A premature move to dismiss him, though, would be seen as being for one reason only: to help the broadcasting companies' images, not the welfare of the victim or their audiences. It could never represent the closure they might seek and should not in any case be the last word when the police have begun inquiring into what could yet be a case of causing grievous bodily harm.
Sackings or negotiated departures seem to be the norm in these incidents of high-profile people involved in highly personal embarrassments. They are, as Newstalk ZB host Leighton Smith observed yesterday, the easy way out of a crisis. They are often achieved under the nonsense that a newsreader or sportsperson is a "role model" for the public, especially the young, and the controversy has affected that role-model role. The myth of the role model has never been more evident than in this case. Veitch, for all his ability to talk, could never have been regarded thus. Nor, for that matter, could the errant All Black Jimmy Cowan and numerous others whose personal failings have spoiled their professional facades. Could anyone seriously name a child or adult who looked up to these individuals in any kind of aspirational way? Veitch reads out sports news items for 10 minutes a day on national TV and comperes a niche breakfast show on radio. In his broadcasting he is not, and does not need to be, a saint and performs the sports talking tasks with enthusiasm.
This assault is something else again. It goes way beyond the conventional crisis management devices, the role model excuse and the usual exercise in out-of-sight, out-of-mind rehabilitation. If sacking him now is the answer then someone is asking the wrong question. Veitch's case needs resolution by an authority far higher than the employer. His former partner reportedly suffered breaks to her back from being kicked on the ground, was temporarily confined to a wheelchair and off work for a considerable period. Veitch has admitted "breaking" and "lashing out" on the night of the incident. Rightly, the police have now appointed an officer to review the matter and consider his admissions. They should make every effort to interview the victim - who this year was party to a confidentiality agreement involving payment to her by Veitch of as much as $170,000 - to reassess her decision not to report the matter to the police when it occurred two years ago. She cannot fail to be aware now of the view the community takes to domestic violence, should she choose to prosecute.
The police cannot force a victim to lay a complaint but one of the woman's existing fears, of the potential of damaging personal publicity, has been overwhelmed by this week's revelations. Veitch, too, should accept that the best and only way for his actions to be judged is by a police inquiry into what happened, how and why.

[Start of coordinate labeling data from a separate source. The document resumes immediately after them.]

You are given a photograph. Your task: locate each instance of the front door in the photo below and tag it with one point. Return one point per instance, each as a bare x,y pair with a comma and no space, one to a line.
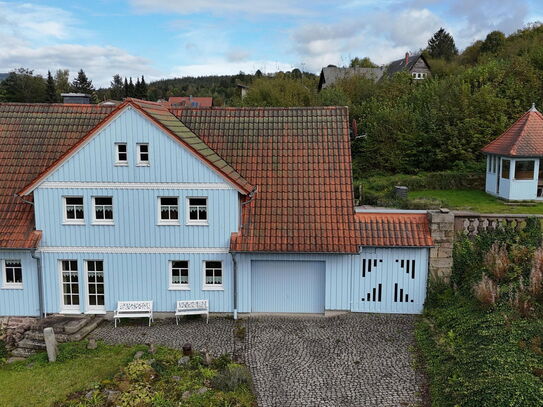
95,286
69,278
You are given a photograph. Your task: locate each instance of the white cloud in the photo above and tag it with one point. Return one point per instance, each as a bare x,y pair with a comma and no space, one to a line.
223,67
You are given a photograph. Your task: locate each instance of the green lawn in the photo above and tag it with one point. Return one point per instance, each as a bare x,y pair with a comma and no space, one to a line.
36,382
474,200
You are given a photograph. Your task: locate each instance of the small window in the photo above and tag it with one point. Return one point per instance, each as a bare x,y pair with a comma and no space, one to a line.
103,209
506,166
197,208
13,274
122,154
143,154
524,170
213,274
179,274
169,210
73,210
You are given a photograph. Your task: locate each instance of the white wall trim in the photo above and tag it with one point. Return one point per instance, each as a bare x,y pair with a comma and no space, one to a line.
133,250
135,185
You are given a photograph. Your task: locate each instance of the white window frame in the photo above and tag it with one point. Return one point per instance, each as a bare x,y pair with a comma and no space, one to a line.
178,286
118,162
167,222
102,221
94,309
212,287
140,162
11,286
197,222
67,221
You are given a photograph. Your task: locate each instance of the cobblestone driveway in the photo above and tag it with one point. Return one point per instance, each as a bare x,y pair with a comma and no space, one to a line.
361,360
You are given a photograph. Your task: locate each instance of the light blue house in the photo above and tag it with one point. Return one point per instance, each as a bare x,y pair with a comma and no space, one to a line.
251,209
514,169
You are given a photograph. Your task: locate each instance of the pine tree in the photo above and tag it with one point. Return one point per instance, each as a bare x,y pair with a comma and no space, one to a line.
442,46
50,90
82,84
116,88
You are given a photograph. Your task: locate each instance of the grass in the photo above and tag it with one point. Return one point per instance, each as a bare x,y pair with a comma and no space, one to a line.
35,382
474,200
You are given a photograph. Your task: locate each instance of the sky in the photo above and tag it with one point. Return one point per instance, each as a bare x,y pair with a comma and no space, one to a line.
174,38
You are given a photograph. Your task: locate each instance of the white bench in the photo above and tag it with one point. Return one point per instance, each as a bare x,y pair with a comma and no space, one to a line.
133,309
195,307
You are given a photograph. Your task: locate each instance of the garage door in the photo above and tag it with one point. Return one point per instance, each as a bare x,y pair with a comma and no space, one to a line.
287,286
391,281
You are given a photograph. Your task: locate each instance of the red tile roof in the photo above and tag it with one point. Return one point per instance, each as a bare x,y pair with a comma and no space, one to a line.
523,139
394,229
32,136
300,161
187,101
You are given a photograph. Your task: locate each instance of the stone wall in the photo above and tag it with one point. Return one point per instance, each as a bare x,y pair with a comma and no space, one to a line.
442,230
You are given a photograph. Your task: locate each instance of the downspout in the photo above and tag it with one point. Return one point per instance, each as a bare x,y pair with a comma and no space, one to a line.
235,282
40,282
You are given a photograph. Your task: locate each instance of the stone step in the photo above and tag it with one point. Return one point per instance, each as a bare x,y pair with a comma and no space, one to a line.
22,352
30,344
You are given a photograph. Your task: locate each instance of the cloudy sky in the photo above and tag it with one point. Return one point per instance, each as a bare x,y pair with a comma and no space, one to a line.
167,38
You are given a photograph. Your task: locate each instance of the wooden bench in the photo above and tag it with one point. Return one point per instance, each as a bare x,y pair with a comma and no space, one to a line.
133,309
194,307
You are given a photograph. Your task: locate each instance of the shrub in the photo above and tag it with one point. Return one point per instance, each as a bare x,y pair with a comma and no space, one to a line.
232,377
486,291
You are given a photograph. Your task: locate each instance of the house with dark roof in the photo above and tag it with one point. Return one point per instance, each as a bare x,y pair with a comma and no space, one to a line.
249,208
514,161
416,65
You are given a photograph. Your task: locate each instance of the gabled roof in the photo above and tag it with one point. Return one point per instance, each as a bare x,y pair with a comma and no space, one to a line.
300,161
523,139
32,136
168,122
399,65
380,229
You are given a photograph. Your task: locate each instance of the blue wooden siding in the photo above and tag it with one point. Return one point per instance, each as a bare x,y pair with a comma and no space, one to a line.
388,283
140,277
135,214
337,278
288,286
25,301
169,161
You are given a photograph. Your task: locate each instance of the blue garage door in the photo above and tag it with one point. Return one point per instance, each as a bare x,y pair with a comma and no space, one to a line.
287,286
390,281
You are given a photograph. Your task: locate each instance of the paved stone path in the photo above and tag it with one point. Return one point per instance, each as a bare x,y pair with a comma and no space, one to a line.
359,360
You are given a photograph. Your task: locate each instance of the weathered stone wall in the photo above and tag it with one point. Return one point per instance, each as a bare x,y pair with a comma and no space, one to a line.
442,230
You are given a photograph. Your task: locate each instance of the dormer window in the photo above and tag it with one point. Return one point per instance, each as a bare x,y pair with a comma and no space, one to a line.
122,154
143,154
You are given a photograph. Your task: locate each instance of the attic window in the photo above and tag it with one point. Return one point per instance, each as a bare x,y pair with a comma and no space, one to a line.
143,154
122,154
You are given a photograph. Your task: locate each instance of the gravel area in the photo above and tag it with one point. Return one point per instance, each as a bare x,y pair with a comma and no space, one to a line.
361,360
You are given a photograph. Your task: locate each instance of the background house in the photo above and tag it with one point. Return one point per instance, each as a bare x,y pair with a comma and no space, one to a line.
514,169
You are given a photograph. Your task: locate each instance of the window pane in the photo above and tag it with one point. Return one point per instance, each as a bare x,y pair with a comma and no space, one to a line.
524,169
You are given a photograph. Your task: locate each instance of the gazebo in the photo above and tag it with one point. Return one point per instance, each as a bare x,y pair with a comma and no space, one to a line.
514,165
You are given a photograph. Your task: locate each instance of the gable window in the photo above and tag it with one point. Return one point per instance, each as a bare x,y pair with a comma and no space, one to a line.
73,210
213,275
506,165
168,210
524,169
122,154
103,210
143,154
197,211
179,275
13,274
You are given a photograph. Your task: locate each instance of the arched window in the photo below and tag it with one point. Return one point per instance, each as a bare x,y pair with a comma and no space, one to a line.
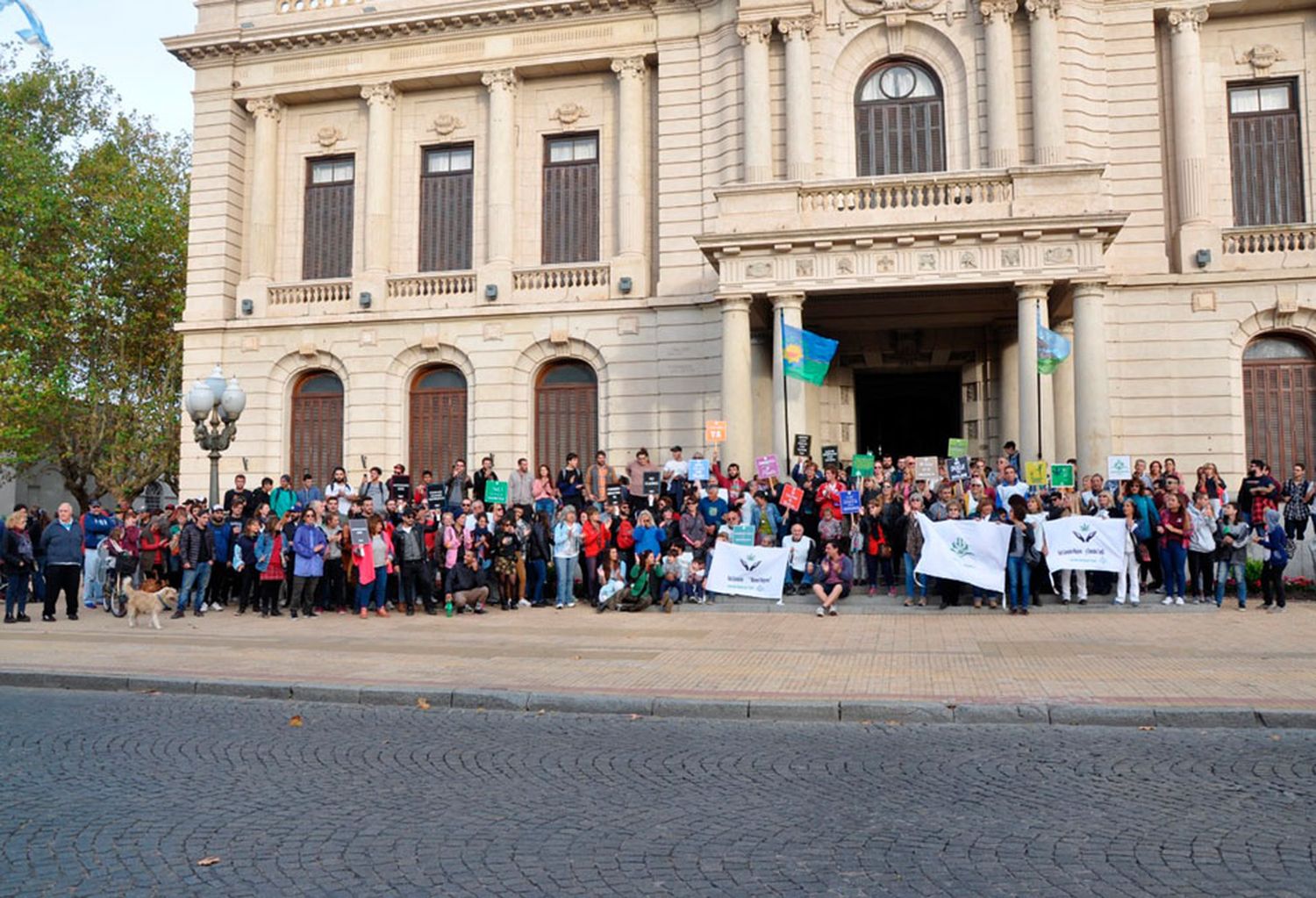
316,426
566,413
899,120
437,420
1279,400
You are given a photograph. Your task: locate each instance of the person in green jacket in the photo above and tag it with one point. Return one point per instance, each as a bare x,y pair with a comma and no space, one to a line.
283,497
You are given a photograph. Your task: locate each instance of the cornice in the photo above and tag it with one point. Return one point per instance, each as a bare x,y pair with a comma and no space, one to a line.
355,31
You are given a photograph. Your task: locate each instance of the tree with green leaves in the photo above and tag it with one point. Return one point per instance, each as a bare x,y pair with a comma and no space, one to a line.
92,279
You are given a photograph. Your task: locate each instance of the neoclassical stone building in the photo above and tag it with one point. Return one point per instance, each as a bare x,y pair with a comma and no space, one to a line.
432,229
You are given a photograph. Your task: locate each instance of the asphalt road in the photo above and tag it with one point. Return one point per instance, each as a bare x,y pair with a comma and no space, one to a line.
121,794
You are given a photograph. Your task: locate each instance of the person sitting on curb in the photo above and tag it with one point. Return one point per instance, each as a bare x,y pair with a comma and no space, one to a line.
468,585
836,578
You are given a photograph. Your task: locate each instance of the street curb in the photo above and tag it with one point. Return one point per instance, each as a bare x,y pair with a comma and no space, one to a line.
890,713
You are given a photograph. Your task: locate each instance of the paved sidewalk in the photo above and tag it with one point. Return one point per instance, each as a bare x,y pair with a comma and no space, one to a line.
1119,656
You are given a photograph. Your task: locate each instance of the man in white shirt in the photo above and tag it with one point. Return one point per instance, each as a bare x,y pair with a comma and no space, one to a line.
799,566
341,490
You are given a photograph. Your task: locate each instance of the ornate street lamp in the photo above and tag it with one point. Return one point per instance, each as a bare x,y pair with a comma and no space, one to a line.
215,408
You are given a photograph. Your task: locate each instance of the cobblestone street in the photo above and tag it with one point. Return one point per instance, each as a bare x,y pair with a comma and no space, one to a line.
125,793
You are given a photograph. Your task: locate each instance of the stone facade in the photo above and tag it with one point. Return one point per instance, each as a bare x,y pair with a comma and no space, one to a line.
1086,170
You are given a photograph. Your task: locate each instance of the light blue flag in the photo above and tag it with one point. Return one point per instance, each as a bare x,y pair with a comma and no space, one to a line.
36,32
1052,348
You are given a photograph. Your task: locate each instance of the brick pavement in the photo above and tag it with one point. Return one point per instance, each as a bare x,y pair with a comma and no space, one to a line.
121,794
1179,657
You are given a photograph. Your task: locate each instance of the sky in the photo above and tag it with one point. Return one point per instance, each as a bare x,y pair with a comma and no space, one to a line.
123,42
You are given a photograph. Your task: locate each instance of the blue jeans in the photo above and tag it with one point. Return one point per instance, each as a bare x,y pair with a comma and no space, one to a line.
1173,558
912,581
373,592
92,573
1223,569
1016,585
195,579
566,578
536,576
18,594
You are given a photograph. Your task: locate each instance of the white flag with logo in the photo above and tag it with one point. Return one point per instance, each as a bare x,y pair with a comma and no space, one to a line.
1084,542
969,550
747,571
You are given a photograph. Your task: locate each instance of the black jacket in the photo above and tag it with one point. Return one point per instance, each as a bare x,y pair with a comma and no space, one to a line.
462,578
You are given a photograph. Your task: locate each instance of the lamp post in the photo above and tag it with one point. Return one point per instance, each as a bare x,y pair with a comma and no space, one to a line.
215,406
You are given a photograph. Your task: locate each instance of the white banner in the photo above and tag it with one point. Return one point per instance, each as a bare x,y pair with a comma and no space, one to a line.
747,571
969,550
1084,542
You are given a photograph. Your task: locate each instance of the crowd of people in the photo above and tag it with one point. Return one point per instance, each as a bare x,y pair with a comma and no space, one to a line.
640,536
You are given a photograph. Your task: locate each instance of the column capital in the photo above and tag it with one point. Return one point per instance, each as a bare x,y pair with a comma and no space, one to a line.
1032,290
1039,8
998,10
797,28
786,300
1187,20
733,302
629,68
381,94
499,79
1087,289
755,32
265,107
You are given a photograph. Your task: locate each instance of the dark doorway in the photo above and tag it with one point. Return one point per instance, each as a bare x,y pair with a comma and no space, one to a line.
907,413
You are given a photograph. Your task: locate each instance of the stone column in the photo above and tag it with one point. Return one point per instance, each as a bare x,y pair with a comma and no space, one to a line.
265,190
1007,390
799,97
381,102
632,150
757,110
1091,384
500,162
1002,113
1031,297
1062,384
737,399
787,308
1048,92
1190,136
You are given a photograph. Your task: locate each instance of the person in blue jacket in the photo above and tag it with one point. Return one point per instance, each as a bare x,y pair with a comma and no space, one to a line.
1276,542
97,526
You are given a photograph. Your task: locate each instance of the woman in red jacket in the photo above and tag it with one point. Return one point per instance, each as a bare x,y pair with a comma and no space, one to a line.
594,539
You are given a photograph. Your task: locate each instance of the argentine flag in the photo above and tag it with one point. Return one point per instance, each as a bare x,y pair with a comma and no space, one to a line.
36,32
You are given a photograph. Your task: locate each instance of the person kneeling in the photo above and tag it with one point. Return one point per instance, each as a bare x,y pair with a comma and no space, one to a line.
468,585
836,578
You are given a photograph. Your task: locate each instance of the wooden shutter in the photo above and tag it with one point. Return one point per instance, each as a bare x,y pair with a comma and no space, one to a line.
1266,163
447,200
566,419
570,208
328,229
1279,413
437,423
316,427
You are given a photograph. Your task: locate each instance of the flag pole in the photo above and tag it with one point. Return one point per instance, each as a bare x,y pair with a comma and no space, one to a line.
1037,374
786,402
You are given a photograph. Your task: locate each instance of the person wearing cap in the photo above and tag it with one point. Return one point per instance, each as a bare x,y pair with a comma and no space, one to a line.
310,492
97,526
283,498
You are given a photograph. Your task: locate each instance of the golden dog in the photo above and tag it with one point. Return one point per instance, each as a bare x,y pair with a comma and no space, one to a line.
142,603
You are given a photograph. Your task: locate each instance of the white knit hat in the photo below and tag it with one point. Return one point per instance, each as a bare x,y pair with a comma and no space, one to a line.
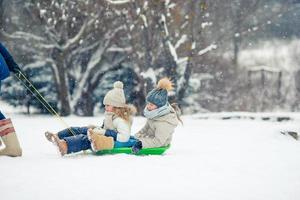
116,96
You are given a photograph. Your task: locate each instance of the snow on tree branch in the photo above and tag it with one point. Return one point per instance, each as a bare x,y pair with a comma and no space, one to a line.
117,1
207,49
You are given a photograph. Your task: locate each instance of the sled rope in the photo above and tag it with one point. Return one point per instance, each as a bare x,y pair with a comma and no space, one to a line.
23,79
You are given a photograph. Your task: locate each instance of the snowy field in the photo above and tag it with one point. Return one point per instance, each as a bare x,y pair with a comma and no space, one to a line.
210,159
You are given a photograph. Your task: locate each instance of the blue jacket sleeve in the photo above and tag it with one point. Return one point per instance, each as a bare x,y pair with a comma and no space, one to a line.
12,65
111,133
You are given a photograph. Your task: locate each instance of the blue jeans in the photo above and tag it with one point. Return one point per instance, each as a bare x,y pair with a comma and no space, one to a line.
129,143
1,116
77,142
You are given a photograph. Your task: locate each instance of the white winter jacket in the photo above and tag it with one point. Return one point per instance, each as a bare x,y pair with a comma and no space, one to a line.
121,126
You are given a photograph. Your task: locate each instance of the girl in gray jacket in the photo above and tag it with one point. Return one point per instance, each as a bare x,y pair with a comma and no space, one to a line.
162,118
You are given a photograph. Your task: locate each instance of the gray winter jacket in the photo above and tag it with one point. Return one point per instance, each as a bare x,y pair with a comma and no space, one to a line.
158,131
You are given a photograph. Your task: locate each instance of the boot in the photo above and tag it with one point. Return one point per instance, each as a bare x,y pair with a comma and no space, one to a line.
100,142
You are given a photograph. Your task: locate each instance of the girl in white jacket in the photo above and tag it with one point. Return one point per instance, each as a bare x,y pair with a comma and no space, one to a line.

The excuses offered in mitigation at a press conference on Wednesday may well be mitigating factors in a criminal case.
Removing the broadcaster from the airwaves before any of this is concluded would be literally firing first and asking questions later. If charges are laid and a case proceeds, then standard employment procedures would probably see him suspended then until resolution. In the meantime, he could continue in his limited public role of talking sport. It is not as if he is lecturing in morality, integrity, decency and respect for others.